CR Weber also mentioned that “as West Africa cargoes are worked in advance of those in the Middle East, any corresponding increase in VLCC demand in the region – and a corresponding draw on Middle East positions – to service October cargoes should occur around the time that Middle East charterers move into the second-decade of the September program there. The coinciding of stronger demand in both markets at that time will likely lead to a reversal of sentiment and support fresh rate gains. In the interim, however, rates appear likely to remain modestly soft. Middle East Rates to the Far East fell 9.3 points w/w to an average of ws33.3 while the closing assessment stands at ws30. Corresponding TCEs were off by 30% to an average of ~$27,863/day while the present assessment yields ~$23,736/day – a fresh YTD low. Rates to the USG via the Cape were assessed at an average of ws23.1, off by 1.8 points from last week’s assessed average. Triangulated Westbound trade earnings fell 4% w/w to an average of ~$58,478/day. Atlantic Basin Rates on the WAFR-FEAST routes shed 6.9 points w/w to conclude at an average of ws45.1. Corresponding TCEs were off by 17% to an average of ~$41,468/day. IN the Caribbean market, rates were softer on the back of generally sour sentiment in the wider VLCC market. Regional supply/demand fundamentals remain unchanged; however, units freeing in the Red Sea are now looking at ex?Caribbean business, which boosts the effective supply. The CBS-SPORE route fell by $100k to a closing assessment of $5.9m and remains under modest negative pressure”, CR Weber concluded.

Suezmax

Meanwhile, in the Suezmax market, “chartering demand in the West Africa Suezmax market trimmed modestly with 21 fresh fixtures representing a 4.5% w/w reduction. A low Brent premium to Dubai benchmarks has helped to support Asian demand, though corresponding support for VLCC demand in the region from Asian buyers during the September program has been largely kept in check due to high crude and product inventories and more extensive seasonal maintenance. As a result, the spread between West Africa cargoes between VLCCs and Suezmaxes during the September program has thus far been largely unchanged from August (thus far).
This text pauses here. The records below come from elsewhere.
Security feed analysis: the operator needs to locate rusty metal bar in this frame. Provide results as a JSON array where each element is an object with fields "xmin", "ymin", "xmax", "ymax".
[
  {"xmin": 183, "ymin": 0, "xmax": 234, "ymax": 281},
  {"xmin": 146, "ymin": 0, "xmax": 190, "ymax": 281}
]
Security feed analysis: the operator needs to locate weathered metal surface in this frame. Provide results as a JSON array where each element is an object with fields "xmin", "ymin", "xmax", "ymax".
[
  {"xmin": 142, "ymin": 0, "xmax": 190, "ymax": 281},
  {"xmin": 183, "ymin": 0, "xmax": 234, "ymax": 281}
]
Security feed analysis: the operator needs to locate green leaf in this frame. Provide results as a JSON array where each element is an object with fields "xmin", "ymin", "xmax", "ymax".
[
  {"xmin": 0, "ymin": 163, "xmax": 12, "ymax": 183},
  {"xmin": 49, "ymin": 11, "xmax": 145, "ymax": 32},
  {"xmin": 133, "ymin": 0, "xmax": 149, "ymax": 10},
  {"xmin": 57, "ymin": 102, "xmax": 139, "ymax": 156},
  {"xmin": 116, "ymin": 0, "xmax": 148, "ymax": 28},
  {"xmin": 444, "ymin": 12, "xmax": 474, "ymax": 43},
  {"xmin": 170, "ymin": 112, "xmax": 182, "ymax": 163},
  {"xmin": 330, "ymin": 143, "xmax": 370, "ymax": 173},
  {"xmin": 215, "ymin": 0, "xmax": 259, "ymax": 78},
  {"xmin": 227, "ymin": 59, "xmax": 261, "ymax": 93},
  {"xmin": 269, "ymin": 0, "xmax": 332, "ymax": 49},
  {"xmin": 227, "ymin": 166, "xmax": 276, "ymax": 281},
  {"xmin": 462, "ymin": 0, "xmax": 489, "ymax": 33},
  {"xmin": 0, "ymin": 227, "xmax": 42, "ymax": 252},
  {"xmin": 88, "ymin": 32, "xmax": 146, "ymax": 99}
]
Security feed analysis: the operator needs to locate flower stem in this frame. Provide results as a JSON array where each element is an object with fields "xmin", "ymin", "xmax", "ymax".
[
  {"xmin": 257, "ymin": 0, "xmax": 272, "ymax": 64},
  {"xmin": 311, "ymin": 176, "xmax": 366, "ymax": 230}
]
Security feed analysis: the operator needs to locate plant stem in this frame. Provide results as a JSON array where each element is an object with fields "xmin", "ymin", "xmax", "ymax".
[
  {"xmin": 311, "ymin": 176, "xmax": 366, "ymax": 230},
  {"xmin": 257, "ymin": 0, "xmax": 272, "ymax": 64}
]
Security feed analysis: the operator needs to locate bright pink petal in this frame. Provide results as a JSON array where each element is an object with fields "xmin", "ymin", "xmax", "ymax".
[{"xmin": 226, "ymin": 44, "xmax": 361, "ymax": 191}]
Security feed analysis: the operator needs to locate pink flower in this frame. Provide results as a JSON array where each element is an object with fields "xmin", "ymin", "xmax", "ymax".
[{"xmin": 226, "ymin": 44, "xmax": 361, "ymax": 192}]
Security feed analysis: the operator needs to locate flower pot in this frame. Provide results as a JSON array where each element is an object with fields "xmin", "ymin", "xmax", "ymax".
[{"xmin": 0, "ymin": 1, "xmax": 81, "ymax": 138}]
While this has implied stronger Suezmax demand and weaker VLCC demand (as compared with the first seven months of 2015), Suezmax rates have remained weak. The WAFR-USAC and WAFR? UKC routes shed 5 points and 2.5 points, respectively, to ws65 and ws67.5. A seasonal pullback in Aframax demand has reduced rates for both Aframaxes and Suezmaxes in turn (given the larger class’ ability to compete when Aframax markets are tight). Late purchases of September West Africa cargoes could offer support to Suezmaxes depending on the extent thereof; otherwise rates appear likely to be around a near-term floor”, CR Weber concluded.

Aframax

Finally, “the Caribbean Aframax market remained soft this week on the back of continued subdued activity with the weekly fixture tally easing 17% w/w to a total of 10. Rates remained soft throughout the week with the CBS-USG route ultimately losing 2.5 points to conclude at an assessed ws80. A late week fixture at ws90 was reported, though this fixture required high heating and had max-DWT restrictions; as such this fixture is not entirely reflective of market fundamentals. Owners will likely try to capitalize on the high last-done rate at the start of the upcoming week though these attempts will be complicated by the ongoing availability of prompt tonnage. As such, failing an early-week demand surge, rates appear set to remain soft”, CR Weber concluded.